AGS is a rare interferonopathy characterized by neurologic disability and multi-organ autoinflammation. It is caused by mutations in genes involved in the recognition of intracellular nucleic acids (TREX1, RNASEH2A, RNASEH2B, RNASEH2C, SAMHD1, ADAR1 and IFIH1).

NanoString nCounter™ Digital Analyzer measured expression of 25 IFN-stimulated genes in blood. Z score calculation of gene expression normalized to a standard aliquot allows for semi-quantitative analysis compared to a normative sample (elevated is > 1.96). Specimens were obtained at three distinct time points in 54 subjects. IFN scores were assessed using Anova with Tukey’s multiple comparisons for variables: gene, gender, duration since onset and motor impairment defined by Gross Motor Functional Classification Score (GMFCS). 

IFN scores were increased across 47/54 subjects (0.14 years to 21.45 years). Means ranged from 3.5 to 54.4 (SEM 0.5-12.2, proportional to the elevation). IFN scores were measured over a median of 0.14 years, with at least 2-week intervals over 4-6 weeks. There was no correlation of IFN scores with gender or GMFCS. IFN scores did not decrease with greater disease duration, and indeed there was a trend to higher scores in patients with longer disease length (p=0.01). Genotype as a variable, excluding RNASEH2A and RNASEH2C for low sample size, showed a statistically significant decrease in RNASEH2B (p<0.01) and a trend to higher levels in IFIH1 (p=0.052) relative to the remainder of the cohort. 

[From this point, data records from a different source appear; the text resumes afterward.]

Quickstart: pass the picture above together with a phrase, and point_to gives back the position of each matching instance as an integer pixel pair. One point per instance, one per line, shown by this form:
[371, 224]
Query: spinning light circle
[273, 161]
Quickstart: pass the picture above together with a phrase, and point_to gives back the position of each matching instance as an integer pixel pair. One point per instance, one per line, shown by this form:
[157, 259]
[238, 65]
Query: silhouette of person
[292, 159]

IFN scores were elevated across genotypes of AGS, although RNASEH2B were lower than other genotypes. No significant association between motor function and IFN score was identified, and IFN scores continued to be elevated beyond 20 years since disease onset. IFN score is a robust marker associated with AGS disease regardless of disease length or severity.